Creo que es del sur, pero vete a saber tú dónde anda.
Me quedé
pensativa. Otra oportunidad que pasaba de largo, otro tren que perdía. Efe
continuó:
—Veo que
Johnny te ha dejado huella.
—Bueno,
no te creas.
—Ya te
dije, fuera del escenario es otro cantar.
—Sí.
Casado y mujeriego, un partidazo.
—Es un
ave de paso, los conozco bien.
— ¿Tú
también lo eres?
—No, yo
trabajo en una gasolinera. La mayor parte de los clientes son gente que no
volveré a ver. He aprendido a clasificarlos en los cinco minutos que tardan en
repostar. Y con Johnny me sobran tres, no es un tipo recomendable como pareja.
—Así que
gasolinero.
—Sí, soy
el jalón en el camino de mucha gente que no sé de dónde viene ni a dónde va.

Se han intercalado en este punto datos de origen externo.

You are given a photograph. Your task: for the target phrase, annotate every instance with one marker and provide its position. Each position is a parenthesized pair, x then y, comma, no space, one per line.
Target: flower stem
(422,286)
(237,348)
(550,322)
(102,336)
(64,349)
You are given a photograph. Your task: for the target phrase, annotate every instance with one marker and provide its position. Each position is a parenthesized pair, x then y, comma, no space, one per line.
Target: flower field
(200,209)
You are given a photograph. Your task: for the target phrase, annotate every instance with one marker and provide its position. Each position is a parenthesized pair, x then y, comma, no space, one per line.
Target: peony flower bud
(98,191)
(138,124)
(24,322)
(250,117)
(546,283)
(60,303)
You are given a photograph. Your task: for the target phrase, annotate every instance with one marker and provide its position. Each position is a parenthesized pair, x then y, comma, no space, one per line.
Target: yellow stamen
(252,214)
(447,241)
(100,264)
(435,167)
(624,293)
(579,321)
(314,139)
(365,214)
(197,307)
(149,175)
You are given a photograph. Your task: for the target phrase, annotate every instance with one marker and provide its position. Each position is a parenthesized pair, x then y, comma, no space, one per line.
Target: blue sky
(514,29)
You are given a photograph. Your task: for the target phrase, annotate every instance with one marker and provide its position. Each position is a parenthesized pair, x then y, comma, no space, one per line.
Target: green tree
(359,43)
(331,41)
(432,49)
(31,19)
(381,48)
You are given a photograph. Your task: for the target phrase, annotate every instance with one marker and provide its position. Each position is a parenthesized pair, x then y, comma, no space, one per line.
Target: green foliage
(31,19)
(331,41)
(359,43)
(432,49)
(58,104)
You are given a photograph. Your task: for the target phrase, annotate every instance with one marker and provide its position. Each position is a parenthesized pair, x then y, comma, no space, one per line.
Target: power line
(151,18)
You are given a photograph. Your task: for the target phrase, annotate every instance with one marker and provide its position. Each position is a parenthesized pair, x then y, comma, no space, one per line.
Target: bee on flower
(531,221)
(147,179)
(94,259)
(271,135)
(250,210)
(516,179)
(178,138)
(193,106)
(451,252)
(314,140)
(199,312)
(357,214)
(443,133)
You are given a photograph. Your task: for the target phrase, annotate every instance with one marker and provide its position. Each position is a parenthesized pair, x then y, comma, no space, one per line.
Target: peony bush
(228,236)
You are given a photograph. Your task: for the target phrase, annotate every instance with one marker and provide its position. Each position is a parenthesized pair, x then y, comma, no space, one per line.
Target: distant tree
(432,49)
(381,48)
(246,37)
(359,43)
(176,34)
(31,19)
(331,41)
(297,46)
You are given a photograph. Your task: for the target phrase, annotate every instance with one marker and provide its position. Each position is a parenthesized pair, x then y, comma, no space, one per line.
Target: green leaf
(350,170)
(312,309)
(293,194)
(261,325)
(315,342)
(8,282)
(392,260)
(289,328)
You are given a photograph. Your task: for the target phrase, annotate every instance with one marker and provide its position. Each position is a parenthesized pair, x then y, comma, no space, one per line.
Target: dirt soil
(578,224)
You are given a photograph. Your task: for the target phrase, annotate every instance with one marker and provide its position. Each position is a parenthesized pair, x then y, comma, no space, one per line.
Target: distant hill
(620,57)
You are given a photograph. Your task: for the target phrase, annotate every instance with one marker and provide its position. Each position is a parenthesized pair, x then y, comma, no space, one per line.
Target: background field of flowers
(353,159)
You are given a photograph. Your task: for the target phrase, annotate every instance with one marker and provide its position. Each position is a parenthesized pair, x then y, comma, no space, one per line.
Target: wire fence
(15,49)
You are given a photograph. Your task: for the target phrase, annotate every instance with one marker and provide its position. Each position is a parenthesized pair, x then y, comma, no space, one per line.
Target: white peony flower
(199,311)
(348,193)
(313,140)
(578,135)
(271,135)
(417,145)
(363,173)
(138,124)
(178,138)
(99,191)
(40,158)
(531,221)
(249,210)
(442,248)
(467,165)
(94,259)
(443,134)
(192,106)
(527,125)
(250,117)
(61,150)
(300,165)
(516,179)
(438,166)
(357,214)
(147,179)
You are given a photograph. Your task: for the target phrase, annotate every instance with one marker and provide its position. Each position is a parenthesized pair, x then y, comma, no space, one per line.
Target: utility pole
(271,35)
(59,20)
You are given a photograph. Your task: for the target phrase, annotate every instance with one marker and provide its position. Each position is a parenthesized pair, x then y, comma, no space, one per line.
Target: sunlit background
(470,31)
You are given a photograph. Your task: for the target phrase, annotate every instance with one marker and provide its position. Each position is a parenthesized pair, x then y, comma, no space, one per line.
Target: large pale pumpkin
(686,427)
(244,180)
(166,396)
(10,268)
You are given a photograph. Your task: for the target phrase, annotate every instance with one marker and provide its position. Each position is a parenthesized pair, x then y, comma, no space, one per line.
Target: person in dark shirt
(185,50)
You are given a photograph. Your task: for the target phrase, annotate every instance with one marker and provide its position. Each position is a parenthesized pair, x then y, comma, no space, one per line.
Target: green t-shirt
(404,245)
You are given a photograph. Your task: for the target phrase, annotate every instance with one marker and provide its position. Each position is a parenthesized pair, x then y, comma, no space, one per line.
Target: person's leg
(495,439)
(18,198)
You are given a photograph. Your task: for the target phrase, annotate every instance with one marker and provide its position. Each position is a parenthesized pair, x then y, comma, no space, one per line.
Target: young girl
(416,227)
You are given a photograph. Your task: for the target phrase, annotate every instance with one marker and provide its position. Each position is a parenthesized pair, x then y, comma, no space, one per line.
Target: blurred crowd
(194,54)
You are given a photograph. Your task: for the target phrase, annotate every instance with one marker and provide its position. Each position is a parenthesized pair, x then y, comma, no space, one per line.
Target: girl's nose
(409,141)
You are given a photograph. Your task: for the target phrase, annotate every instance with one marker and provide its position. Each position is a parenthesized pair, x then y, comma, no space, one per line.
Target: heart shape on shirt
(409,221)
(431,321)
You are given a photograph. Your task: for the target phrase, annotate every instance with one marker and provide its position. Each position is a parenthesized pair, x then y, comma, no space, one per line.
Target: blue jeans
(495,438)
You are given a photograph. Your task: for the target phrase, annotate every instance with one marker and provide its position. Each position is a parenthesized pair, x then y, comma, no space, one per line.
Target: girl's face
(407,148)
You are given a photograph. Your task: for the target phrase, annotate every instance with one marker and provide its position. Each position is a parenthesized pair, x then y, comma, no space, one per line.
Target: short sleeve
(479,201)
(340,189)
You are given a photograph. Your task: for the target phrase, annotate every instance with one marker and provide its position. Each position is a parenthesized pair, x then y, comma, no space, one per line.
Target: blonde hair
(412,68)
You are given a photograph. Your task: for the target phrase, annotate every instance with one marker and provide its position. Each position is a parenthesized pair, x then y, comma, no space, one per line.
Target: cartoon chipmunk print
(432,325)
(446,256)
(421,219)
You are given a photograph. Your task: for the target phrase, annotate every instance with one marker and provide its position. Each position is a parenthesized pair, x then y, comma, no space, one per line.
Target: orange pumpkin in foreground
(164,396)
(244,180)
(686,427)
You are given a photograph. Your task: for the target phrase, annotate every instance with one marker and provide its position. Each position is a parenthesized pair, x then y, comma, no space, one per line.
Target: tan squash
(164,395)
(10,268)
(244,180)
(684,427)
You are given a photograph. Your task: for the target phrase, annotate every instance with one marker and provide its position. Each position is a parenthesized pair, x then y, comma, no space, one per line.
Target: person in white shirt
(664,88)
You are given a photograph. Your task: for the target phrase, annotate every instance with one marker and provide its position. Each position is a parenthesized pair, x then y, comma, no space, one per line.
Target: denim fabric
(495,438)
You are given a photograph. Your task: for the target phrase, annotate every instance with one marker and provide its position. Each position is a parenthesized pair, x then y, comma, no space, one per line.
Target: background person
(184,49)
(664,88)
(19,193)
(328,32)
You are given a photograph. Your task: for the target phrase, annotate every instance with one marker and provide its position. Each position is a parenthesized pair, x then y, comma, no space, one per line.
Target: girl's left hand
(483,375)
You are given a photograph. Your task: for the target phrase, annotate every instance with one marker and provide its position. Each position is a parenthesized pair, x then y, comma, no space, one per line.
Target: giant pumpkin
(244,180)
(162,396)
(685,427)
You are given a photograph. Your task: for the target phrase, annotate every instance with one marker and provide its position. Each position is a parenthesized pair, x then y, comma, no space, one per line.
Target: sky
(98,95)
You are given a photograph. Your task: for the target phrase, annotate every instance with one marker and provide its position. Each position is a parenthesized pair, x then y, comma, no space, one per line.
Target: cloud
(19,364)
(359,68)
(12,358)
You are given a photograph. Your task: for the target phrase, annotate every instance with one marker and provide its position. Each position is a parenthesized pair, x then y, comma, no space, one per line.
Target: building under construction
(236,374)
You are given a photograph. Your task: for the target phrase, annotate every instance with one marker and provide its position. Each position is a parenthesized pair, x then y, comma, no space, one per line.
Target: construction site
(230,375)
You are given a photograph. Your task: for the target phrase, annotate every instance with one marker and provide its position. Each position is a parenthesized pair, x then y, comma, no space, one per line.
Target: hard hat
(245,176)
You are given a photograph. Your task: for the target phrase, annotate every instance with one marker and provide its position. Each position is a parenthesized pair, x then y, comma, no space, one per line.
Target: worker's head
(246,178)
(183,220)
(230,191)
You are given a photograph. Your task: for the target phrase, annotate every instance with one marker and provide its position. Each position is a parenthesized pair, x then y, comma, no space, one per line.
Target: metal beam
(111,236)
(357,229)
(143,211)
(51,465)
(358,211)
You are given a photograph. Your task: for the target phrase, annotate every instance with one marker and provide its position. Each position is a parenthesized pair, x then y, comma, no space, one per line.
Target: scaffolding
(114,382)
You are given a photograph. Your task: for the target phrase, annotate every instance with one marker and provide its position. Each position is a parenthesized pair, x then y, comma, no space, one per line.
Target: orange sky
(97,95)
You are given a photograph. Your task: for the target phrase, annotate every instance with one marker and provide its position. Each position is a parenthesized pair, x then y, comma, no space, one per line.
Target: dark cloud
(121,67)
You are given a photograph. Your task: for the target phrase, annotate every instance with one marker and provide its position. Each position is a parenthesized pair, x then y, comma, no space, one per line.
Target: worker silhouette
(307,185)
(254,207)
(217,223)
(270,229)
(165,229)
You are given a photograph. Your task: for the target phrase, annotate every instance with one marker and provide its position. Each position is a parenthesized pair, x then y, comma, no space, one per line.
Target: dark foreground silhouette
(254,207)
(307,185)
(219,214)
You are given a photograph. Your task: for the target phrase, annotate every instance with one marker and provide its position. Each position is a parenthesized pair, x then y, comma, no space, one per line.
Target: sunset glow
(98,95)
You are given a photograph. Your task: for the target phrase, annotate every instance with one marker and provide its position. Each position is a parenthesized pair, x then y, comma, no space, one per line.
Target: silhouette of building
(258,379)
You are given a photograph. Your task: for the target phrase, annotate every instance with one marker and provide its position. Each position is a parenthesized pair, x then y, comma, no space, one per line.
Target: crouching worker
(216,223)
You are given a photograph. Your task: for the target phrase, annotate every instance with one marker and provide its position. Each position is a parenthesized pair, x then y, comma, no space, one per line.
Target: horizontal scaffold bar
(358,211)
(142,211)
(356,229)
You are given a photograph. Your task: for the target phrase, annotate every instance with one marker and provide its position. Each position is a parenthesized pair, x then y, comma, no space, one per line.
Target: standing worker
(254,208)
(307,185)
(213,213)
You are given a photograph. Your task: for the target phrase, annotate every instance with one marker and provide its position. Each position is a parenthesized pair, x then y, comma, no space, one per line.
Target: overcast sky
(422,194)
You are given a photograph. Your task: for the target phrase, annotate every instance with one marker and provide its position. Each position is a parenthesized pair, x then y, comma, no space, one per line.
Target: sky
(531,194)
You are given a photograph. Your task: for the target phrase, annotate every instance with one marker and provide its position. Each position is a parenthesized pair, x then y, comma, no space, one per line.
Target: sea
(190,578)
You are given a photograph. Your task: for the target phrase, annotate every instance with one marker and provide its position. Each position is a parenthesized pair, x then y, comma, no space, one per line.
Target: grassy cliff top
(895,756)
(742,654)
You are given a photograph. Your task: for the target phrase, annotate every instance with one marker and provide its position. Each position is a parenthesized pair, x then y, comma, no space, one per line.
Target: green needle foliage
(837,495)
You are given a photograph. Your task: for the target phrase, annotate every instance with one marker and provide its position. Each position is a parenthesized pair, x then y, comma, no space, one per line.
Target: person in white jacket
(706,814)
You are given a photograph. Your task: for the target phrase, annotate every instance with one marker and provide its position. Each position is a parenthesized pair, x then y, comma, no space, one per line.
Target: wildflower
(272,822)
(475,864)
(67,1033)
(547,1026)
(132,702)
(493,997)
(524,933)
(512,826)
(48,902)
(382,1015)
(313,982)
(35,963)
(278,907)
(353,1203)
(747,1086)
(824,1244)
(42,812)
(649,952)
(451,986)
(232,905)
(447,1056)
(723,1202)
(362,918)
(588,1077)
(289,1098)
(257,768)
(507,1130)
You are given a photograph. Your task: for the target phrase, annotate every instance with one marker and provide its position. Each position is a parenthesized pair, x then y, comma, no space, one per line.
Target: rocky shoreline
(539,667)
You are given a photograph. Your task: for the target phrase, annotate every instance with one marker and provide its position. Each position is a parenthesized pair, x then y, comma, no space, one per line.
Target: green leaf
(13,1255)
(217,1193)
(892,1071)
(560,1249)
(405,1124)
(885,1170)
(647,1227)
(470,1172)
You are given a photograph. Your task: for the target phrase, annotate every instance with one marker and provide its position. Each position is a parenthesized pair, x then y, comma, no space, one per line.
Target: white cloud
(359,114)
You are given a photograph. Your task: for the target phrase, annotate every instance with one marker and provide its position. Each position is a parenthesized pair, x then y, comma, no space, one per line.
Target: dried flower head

Soy un punto fijo en el viaje eterno. Bajo mi marquesina el viajero llena el
depósito, vacía la vejiga, coge fuerzas para volver a la ruta. Como en la vida,
en el viaje se agradece encontrar un lugar en el que aliviar las penas del
camino.
—Vaya,
oyéndote hasta suena romántico. Y en tu tiempo libre, coges la moto.
—Por lo
mismo, me gusta que la carretera me lleve, perderme por vías secundarias, los
acantilados de la carretera de la costa, ir por la autopista con el pie en el
acelerador. Ya te dije, estamos de paso, pero a dos ruedas se pasa mejor.
—No
pensaba que los roqueros fuerais tan filósofos.
—Que te
guste el rock no te convierte en un bruto. Al contrario, te exige estar alerta
para que no te la claven.
—Pero yo
pensaba que lo vuestro era cabalgar por el lado salvaje, sin más.
—Hay
mucha literatura sobre ello. Los que ya tenemos una edad no podemos ir todo el
día a tumba abierta. ¿Sabes que yo también tengo un grupo?
—Eres
una caja de sorpresas.
—Somos
cuatro colegas, tocamos por pasarlo bien, y de vez en cuando damos algún
conciertillo por ahí. Hacemos versiones de Crazy Cavan, Stray Cats
— ¿De
Elvis no?
—Alguna
cae, pero también tenemos temas propios. Muchos son de mi cosecha. Dentro de
poco iremos al bar de un colega, cerca de la playa. Si quieres, te invito.
—Y al
acabar me dirás que eres casado, pero que lo vuestro no funciona, y volveré a
caer como una boba.
—No te
lo diré porque no es mi caso. Pero puede que me quiera tomar una birra contigo
sentados en la arena, frente al mar.
—Solo
hay un problema. Yo no voy de paquete.
—Te
puedo enseñar a andar en moto y vas a tu bola.
—Eso
suena mejor.
—Además,
a mí no me importa agarrarme a tu cintura.
Quizás a
mí tampoco, pensé mientras sacaba otras dos birras e intentaba recordar si Tomy
Hilfiger tenía una línea de ropa motera.